By: Steve Smith
Seven years into the bull market and there is only one main buyer that’s still driving up stock prices. We know individual investors still bear the scars of the financial crisis, and despite witnessing the major indices more than double from their 2009 lows they have been reluctant to invest. This has led to calling this “the most hated bull market ever.”
And maybe that moniker is well deserved once we drill down to look at what has been driving this bull market. Investors have clearly not been in a buying frenzy. Nor was the January sell off, which offered the 10%-15% correction that had been so elusive for the past few years, viewed as a chance to “buy-the-dip.” In fact, there is no love for stocks as money flows from equity funds have been negative over the past few weeks even as stocks rallied. So who’s been buying stocks?
The corporations themselves – in the form of buybacks. And that has been the case through most of this 7 year bull market. The graph below shows that households and retirement funds have been net sellers of stocks, even when the flow into ETFs is accounted for, over past 7 years.
And while buybacks were basically shelved for the first 5 weeks of the year during earnings season. But they are back in force with some $45 billion in repurchases over the past four weeks. If interest rates remain low we can expect 2016 to a record year for buybacks. Which is both a good and thing.
The Incredible Shrinking Stock Market
When a company buys back stock, it helps earnings per share results, since the profits are spread out over a lower denominator (shares), making the EPS look a lot bigger. As such buybacks represent a tailwind to share prices. It is estimated that the number of total shares outstanding of for S&P 500 companies has declined by 31% over the past five years. Basically, the stock market has been shrinking.
But that means companies are not investing in research, capital equipment or other items on which to build future growth. Goldman Sachs estimated that 27% of the cash companies spend in 2016 will be used for stock buybacks. That percentage is equal to what companies spent in 2015 and higher than the 25% in 2014. In total, SPY components will spend $608 billion this year on stock buybacks, even more than the $568 billion spent in last year’s zero rate environment.
William Lazonick, a professor of economics at the University of Massachusetts warns such unproductive use of capital bodes ill for the U.S. economy, stating, “in each year since 2010, corporate demand via buybacks and M&A has represented the largest source of inflow to the U.S. equity market.

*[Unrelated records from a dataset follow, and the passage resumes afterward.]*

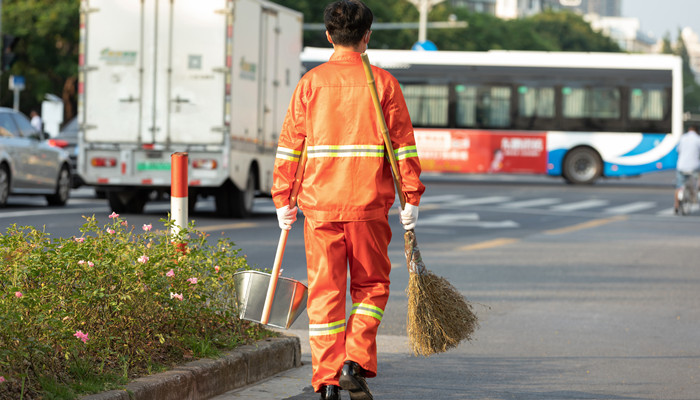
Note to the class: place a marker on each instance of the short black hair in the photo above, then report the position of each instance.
(347, 21)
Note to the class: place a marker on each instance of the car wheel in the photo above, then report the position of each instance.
(60, 197)
(128, 201)
(4, 185)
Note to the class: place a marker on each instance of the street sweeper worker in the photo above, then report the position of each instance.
(346, 194)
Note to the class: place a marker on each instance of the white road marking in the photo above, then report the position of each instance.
(631, 207)
(580, 205)
(440, 199)
(480, 200)
(465, 220)
(532, 203)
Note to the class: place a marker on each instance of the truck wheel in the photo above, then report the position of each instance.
(582, 166)
(129, 201)
(4, 185)
(60, 197)
(224, 200)
(244, 199)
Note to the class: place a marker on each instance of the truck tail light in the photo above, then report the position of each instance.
(58, 143)
(204, 164)
(103, 162)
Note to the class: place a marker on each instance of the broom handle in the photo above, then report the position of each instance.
(264, 319)
(383, 128)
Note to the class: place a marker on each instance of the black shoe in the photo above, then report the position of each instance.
(330, 392)
(352, 379)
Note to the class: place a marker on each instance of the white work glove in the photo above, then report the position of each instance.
(286, 217)
(409, 216)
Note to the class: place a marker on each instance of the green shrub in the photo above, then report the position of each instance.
(88, 313)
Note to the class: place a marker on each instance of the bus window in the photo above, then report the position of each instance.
(427, 104)
(536, 102)
(647, 104)
(483, 106)
(599, 103)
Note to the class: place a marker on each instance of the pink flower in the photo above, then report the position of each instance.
(175, 296)
(82, 336)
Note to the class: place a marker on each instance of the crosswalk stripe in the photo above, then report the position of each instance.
(631, 207)
(481, 200)
(532, 203)
(440, 199)
(580, 205)
(666, 213)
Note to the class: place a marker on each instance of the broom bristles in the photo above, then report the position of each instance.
(439, 317)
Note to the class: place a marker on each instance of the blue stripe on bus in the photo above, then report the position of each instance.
(555, 160)
(649, 141)
(664, 163)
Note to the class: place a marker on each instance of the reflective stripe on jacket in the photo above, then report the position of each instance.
(347, 176)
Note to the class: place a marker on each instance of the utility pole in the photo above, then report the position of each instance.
(424, 7)
(3, 50)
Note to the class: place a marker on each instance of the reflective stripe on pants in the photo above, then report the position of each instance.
(331, 249)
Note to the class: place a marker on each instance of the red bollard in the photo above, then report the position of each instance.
(178, 191)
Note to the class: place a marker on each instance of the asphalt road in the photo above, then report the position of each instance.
(582, 292)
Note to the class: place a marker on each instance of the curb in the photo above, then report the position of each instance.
(206, 378)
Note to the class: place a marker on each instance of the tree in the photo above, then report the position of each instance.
(48, 33)
(691, 89)
(548, 31)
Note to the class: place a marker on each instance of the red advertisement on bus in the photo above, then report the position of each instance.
(475, 151)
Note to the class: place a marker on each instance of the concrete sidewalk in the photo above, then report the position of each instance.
(295, 383)
(206, 378)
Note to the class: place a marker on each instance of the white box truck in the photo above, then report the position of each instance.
(212, 78)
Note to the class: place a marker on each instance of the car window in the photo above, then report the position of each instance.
(25, 127)
(7, 126)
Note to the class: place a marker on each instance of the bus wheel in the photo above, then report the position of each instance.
(582, 165)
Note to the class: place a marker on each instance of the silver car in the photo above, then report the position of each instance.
(28, 164)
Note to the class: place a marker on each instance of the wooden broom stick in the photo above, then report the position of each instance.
(272, 285)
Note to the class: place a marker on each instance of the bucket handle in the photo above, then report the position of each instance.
(283, 241)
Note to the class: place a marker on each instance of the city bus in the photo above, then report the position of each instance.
(581, 116)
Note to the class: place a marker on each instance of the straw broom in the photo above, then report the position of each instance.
(439, 317)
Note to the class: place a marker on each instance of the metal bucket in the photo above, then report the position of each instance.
(288, 303)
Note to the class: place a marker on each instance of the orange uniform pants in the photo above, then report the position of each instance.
(333, 248)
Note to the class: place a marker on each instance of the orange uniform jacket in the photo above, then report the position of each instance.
(347, 177)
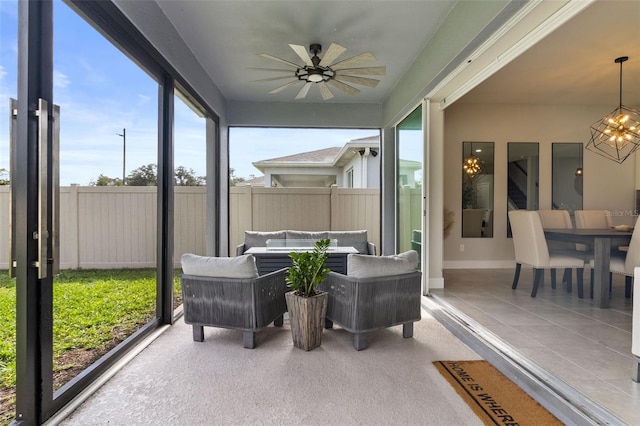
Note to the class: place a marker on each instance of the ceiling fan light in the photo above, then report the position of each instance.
(315, 77)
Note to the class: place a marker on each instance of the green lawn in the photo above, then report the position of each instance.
(93, 311)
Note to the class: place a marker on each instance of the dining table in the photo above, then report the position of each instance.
(601, 240)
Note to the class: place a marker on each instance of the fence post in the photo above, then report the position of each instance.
(333, 206)
(72, 218)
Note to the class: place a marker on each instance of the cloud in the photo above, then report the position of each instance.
(60, 80)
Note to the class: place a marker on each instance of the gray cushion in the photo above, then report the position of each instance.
(259, 239)
(355, 239)
(224, 267)
(365, 266)
(306, 235)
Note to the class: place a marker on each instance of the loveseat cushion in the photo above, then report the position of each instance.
(223, 267)
(306, 235)
(365, 266)
(259, 238)
(355, 239)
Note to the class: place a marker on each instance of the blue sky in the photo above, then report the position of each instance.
(100, 92)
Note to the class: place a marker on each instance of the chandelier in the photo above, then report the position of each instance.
(617, 135)
(472, 165)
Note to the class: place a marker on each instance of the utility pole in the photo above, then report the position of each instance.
(124, 152)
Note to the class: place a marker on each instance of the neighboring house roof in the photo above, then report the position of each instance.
(327, 157)
(319, 158)
(259, 181)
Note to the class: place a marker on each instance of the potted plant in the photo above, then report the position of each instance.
(307, 305)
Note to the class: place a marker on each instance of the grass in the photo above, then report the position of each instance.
(93, 310)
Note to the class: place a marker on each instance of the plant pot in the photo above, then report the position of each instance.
(306, 316)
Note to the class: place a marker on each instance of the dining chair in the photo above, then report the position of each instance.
(591, 219)
(597, 219)
(559, 219)
(625, 264)
(531, 249)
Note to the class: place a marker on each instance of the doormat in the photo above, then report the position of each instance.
(494, 398)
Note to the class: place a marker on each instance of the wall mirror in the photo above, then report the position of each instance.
(477, 189)
(523, 169)
(566, 176)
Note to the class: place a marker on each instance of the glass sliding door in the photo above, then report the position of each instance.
(106, 290)
(9, 90)
(190, 170)
(409, 182)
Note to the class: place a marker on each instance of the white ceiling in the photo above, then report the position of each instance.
(574, 65)
(226, 37)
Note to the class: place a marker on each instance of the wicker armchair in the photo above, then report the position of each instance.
(247, 304)
(361, 305)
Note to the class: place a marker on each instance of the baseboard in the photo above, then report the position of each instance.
(478, 264)
(436, 282)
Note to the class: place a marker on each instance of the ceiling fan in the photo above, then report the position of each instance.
(324, 71)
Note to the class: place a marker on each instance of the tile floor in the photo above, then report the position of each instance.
(586, 347)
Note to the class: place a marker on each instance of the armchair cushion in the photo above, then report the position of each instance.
(355, 239)
(306, 235)
(224, 267)
(259, 239)
(363, 266)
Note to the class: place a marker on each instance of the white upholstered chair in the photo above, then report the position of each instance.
(626, 264)
(531, 249)
(559, 219)
(591, 219)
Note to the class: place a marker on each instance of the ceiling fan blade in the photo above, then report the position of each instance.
(371, 82)
(332, 54)
(325, 91)
(269, 69)
(284, 61)
(350, 90)
(354, 60)
(363, 71)
(282, 77)
(303, 92)
(301, 51)
(285, 86)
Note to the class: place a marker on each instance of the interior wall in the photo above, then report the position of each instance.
(607, 185)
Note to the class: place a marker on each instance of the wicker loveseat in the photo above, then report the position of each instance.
(228, 293)
(356, 239)
(377, 292)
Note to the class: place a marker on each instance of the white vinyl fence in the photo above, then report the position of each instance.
(115, 227)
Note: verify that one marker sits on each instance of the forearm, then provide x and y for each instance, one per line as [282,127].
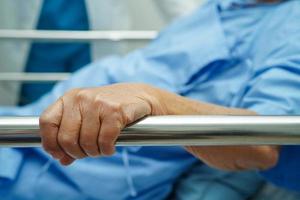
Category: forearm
[178,105]
[222,157]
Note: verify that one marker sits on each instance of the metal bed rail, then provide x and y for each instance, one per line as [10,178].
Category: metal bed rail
[176,131]
[33,77]
[76,36]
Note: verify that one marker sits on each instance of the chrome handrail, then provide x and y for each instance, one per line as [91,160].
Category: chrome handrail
[76,36]
[176,131]
[32,77]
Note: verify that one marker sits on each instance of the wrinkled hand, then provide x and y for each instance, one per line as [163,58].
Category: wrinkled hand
[87,122]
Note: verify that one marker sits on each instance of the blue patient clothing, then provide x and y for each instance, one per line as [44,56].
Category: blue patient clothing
[232,54]
[56,57]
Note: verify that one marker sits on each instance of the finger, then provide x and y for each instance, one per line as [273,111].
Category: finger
[68,134]
[49,125]
[89,131]
[109,131]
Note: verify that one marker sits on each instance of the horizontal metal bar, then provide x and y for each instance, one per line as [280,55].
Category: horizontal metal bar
[32,77]
[176,131]
[75,36]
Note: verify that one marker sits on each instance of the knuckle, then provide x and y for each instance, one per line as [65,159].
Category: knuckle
[115,107]
[82,95]
[67,140]
[86,144]
[106,139]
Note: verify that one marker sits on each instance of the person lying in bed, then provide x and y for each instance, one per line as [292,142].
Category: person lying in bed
[225,59]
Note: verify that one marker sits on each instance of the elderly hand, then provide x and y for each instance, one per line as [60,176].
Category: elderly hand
[87,122]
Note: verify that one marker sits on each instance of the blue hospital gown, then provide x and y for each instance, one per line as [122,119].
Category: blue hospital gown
[231,54]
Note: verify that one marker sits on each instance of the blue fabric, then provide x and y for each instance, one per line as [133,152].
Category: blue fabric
[204,183]
[56,57]
[227,55]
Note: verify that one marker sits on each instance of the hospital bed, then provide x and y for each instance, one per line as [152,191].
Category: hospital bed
[151,131]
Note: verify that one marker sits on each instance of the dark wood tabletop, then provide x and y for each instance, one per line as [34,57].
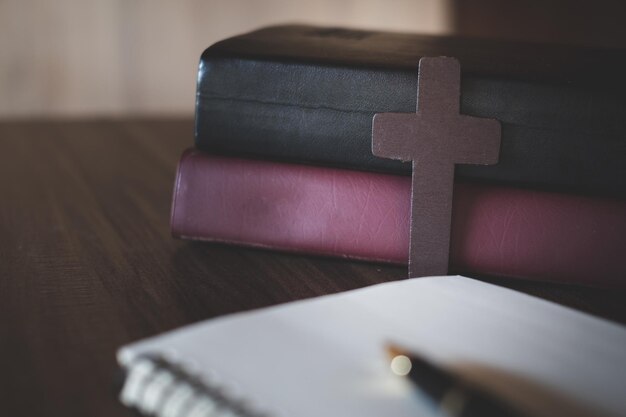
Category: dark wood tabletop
[87,263]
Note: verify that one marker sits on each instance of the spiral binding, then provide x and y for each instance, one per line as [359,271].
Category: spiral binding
[157,387]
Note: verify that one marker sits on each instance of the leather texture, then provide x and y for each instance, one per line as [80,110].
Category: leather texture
[300,93]
[496,230]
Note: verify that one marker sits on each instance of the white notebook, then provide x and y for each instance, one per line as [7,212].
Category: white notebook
[325,356]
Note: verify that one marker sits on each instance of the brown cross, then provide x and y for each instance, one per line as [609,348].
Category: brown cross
[435,138]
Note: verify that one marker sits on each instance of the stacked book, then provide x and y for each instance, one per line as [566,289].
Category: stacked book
[283,158]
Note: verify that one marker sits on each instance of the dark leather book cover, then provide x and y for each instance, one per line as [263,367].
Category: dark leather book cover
[308,94]
[496,230]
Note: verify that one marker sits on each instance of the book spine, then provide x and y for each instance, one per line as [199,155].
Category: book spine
[496,230]
[157,387]
[309,112]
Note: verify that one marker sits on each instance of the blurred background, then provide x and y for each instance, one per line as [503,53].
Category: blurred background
[85,58]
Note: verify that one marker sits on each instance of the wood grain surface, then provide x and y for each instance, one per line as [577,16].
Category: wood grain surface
[87,263]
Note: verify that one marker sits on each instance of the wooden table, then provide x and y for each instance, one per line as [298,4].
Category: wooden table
[87,263]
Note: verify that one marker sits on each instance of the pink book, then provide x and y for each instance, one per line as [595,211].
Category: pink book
[496,230]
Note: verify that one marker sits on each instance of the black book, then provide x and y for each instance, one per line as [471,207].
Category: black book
[308,94]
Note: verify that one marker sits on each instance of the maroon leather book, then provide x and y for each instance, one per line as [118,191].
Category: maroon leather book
[496,230]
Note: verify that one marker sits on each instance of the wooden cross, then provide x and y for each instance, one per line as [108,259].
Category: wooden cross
[435,138]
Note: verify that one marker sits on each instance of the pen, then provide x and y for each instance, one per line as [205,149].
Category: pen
[454,396]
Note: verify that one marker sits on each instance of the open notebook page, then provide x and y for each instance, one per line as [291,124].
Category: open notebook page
[325,356]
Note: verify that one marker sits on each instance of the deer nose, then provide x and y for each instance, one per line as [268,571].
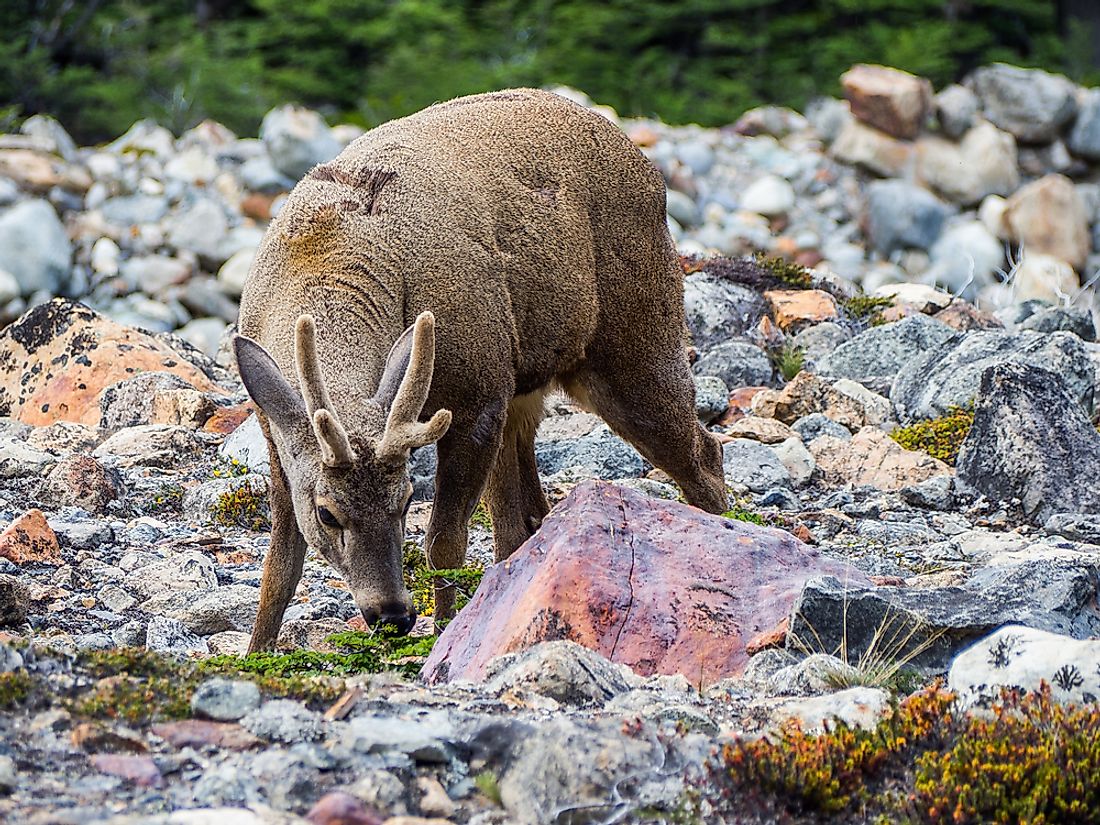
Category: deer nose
[397,615]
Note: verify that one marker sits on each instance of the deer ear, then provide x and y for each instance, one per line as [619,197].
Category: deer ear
[271,392]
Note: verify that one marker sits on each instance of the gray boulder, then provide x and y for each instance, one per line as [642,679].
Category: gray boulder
[879,352]
[949,375]
[297,140]
[717,309]
[1032,443]
[931,625]
[34,246]
[1031,103]
[1085,136]
[754,464]
[737,363]
[902,216]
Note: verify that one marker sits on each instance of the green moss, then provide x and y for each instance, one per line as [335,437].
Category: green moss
[867,309]
[15,688]
[788,360]
[942,438]
[791,274]
[1031,760]
[243,506]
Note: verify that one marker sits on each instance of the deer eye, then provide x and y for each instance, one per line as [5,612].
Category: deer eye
[326,517]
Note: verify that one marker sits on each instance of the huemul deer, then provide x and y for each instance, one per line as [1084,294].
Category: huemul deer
[432,284]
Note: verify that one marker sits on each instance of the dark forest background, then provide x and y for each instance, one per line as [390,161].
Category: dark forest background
[98,65]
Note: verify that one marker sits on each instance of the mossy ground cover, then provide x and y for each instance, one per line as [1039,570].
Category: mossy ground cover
[1029,760]
[942,438]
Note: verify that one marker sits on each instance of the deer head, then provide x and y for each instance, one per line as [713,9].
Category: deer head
[350,488]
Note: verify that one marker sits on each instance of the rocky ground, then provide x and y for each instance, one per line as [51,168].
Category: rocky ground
[910,441]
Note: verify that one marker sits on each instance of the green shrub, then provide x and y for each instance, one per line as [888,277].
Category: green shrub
[942,438]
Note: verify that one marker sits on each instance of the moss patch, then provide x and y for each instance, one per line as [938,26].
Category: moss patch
[1031,760]
[942,438]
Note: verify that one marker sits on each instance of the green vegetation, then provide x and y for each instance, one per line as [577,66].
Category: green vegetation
[788,360]
[867,309]
[942,438]
[790,274]
[244,505]
[101,64]
[1031,760]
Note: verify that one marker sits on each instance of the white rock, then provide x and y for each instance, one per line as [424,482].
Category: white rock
[234,272]
[105,256]
[1022,657]
[769,196]
[796,459]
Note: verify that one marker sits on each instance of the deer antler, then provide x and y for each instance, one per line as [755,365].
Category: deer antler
[336,447]
[404,432]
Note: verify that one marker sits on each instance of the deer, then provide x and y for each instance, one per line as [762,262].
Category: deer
[433,284]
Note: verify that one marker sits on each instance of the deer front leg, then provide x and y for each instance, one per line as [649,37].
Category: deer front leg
[283,562]
[465,457]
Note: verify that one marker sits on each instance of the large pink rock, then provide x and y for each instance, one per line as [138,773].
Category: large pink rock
[657,585]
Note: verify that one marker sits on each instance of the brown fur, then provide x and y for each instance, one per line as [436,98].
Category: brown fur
[535,232]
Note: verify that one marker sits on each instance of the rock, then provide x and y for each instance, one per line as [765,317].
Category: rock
[1031,442]
[1077,320]
[872,458]
[664,598]
[799,307]
[136,768]
[956,108]
[765,430]
[229,607]
[859,145]
[901,216]
[600,454]
[426,739]
[14,602]
[248,446]
[847,403]
[1085,136]
[297,140]
[564,671]
[752,464]
[816,425]
[1031,103]
[224,700]
[18,459]
[894,101]
[736,363]
[168,636]
[30,540]
[337,807]
[930,625]
[712,397]
[34,248]
[769,196]
[1047,217]
[717,309]
[982,163]
[949,374]
[820,340]
[857,707]
[798,460]
[153,444]
[57,359]
[188,572]
[234,272]
[878,353]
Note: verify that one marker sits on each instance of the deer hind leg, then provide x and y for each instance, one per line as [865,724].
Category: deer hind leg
[652,406]
[465,457]
[284,560]
[515,497]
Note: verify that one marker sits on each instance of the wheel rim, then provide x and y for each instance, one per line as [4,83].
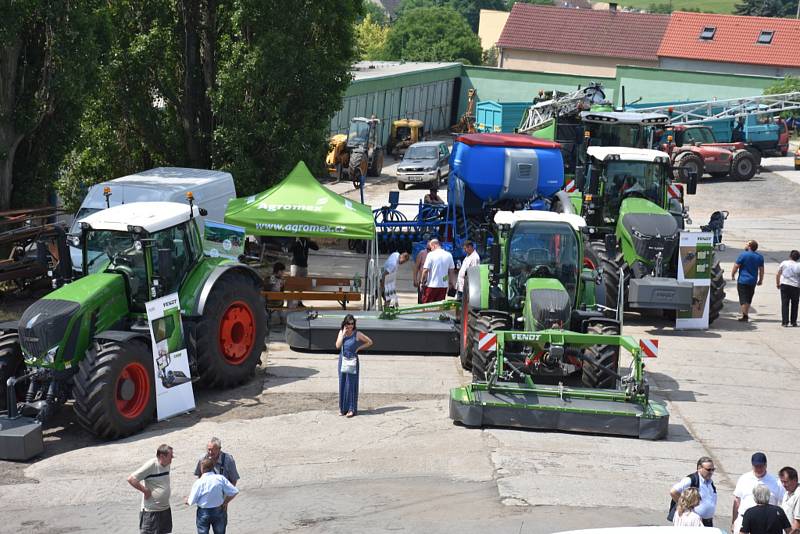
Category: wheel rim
[237,333]
[133,390]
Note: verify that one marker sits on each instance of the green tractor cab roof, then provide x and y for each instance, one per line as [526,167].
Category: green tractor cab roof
[513,217]
[150,216]
[604,153]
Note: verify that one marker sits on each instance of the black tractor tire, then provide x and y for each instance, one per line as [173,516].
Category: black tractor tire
[692,162]
[482,322]
[717,298]
[606,355]
[230,337]
[743,166]
[114,389]
[596,253]
[11,364]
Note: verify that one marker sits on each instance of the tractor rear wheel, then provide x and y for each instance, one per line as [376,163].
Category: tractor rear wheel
[717,299]
[605,355]
[11,364]
[115,393]
[229,338]
[596,253]
[483,322]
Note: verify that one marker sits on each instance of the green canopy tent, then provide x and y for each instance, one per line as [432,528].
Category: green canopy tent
[299,206]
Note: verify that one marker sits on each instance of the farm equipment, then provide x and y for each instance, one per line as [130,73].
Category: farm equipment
[634,215]
[89,340]
[404,133]
[36,245]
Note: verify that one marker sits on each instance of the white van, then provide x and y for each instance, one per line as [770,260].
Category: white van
[211,189]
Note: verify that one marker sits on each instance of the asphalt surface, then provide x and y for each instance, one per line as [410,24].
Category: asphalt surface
[401,465]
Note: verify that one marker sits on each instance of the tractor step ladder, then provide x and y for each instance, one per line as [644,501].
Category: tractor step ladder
[696,112]
[561,104]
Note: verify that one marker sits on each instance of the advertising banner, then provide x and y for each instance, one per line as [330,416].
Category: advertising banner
[694,265]
[174,393]
[223,240]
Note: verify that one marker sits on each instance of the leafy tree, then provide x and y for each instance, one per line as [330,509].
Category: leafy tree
[433,34]
[371,39]
[235,85]
[48,54]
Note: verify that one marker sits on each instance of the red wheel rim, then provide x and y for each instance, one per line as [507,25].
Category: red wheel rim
[133,390]
[237,333]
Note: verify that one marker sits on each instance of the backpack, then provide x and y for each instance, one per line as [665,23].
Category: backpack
[694,482]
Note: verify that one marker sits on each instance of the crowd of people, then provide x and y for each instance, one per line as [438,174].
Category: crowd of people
[762,503]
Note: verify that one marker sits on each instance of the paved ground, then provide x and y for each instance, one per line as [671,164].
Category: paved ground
[402,466]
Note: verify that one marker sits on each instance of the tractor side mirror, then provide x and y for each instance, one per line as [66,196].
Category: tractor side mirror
[691,183]
[611,245]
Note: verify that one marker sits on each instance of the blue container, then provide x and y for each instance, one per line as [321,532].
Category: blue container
[499,117]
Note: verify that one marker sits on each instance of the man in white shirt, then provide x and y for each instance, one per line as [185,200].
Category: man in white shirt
[211,493]
[389,277]
[708,493]
[471,260]
[791,499]
[743,494]
[438,273]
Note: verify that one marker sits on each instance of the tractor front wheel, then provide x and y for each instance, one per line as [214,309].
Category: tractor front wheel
[11,364]
[115,393]
[230,336]
[605,355]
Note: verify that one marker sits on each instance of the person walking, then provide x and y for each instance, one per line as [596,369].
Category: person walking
[750,266]
[389,277]
[685,514]
[788,281]
[472,259]
[707,492]
[152,479]
[349,342]
[764,518]
[211,493]
[437,273]
[743,494]
[418,263]
[791,497]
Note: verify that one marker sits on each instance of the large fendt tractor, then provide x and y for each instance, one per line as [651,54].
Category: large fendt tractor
[634,215]
[90,340]
[542,354]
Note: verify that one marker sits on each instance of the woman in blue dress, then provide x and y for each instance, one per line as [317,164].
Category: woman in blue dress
[349,342]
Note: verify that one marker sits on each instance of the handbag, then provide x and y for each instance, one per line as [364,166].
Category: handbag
[349,365]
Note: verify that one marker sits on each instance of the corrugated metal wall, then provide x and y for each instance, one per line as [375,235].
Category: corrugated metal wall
[430,102]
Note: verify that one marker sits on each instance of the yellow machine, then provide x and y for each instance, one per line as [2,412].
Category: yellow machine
[405,132]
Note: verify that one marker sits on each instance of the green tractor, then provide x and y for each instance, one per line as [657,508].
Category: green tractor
[542,354]
[90,340]
[634,213]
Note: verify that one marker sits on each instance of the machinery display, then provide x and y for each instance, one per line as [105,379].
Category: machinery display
[634,215]
[90,341]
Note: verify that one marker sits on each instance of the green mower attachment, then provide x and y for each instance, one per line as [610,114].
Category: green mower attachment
[625,411]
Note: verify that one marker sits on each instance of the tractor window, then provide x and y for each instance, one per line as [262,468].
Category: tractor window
[543,250]
[624,179]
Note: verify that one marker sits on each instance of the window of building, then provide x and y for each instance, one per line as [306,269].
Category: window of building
[708,33]
[765,37]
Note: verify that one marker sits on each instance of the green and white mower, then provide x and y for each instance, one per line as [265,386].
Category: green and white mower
[90,341]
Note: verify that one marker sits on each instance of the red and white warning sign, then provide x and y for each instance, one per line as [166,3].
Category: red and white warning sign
[649,347]
[487,342]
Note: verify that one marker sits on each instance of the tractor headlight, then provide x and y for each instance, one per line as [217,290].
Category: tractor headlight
[50,356]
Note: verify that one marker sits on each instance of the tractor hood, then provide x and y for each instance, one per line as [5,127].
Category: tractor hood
[54,325]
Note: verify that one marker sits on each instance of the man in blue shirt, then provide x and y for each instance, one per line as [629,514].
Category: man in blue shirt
[750,266]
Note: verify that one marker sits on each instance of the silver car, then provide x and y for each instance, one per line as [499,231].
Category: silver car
[424,162]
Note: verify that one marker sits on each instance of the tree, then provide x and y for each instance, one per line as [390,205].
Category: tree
[370,39]
[48,57]
[235,85]
[433,34]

And while buybacks may be a purer form of returning value to shareholders it also suggests companies can find nothing better to do with their money. You can see the impact buybacks and dividends have had on driving stock market returns.
Prof. Lazonick says, “instead of investing their profits in growth opportunities, corporations.” He estimated the 449 firms in the S&P 500 that were publicly listed from 2003 through 2012 “used 54% of their earnings—a total of $2.4 trillion—to buy back their own stock. Dividends absorbed an extra 37% of their earnings. That left little to fund productive capabilities or better incomes for workers.” He may not like it but there is no denying the simple math and impact it has on stock prices.
Since buybacks seem to be fact of life we might as well try to benefit from it. Here are five of some of best blue chip that will also be big buyers of their own shares:
Apple (AAPL) with its huge cash hoard is expected to remain the single biggest buyer in terms of sheer dollar amount. It contributed $35 billion of the roughly $580 billion in 2015 S&P 500 buybacks and is expected to buy another $30 billion in 2016. That’s about 5.5% of its current market capitalization.
Gilead Sciences (GILD) the big pharmaceutical company is expected to repurchase $12 billion of its own stock. Qualcomm (QCOM) has $5 billion earmarked for buybacks which is about 6.6% of its current market cap.
Coming a bit under the radar is Nike (NKE) which just launched a $12 billion buyback program to commence once the current $8 billion program ends. NKE is quite a bit lower since announcing the plan back in December. However, $12 billion is good for more than 11% of all NKE shares outstanding.
Finally, there is Alibaba (BABA) which while it has no firm plan in places most analysts expect it will almost certainly issue debt to make a large share repurchase. BABA launched a $4 billion buyback plan back in August that was supposed to be used over the course of two years. However, BABA spent nearly 70% of that $4 billion total in the two months following the buyback plan announcement. Time to dip into the well again.
But before becoming too enamored with buybacks one should consider how shares of IBM have fared. The company has been the poster child of buybacks and dividends, using nearly 75% of its free cash and shrinking its share base by 68% in just the past three years. The stock is down some 30% during that time period.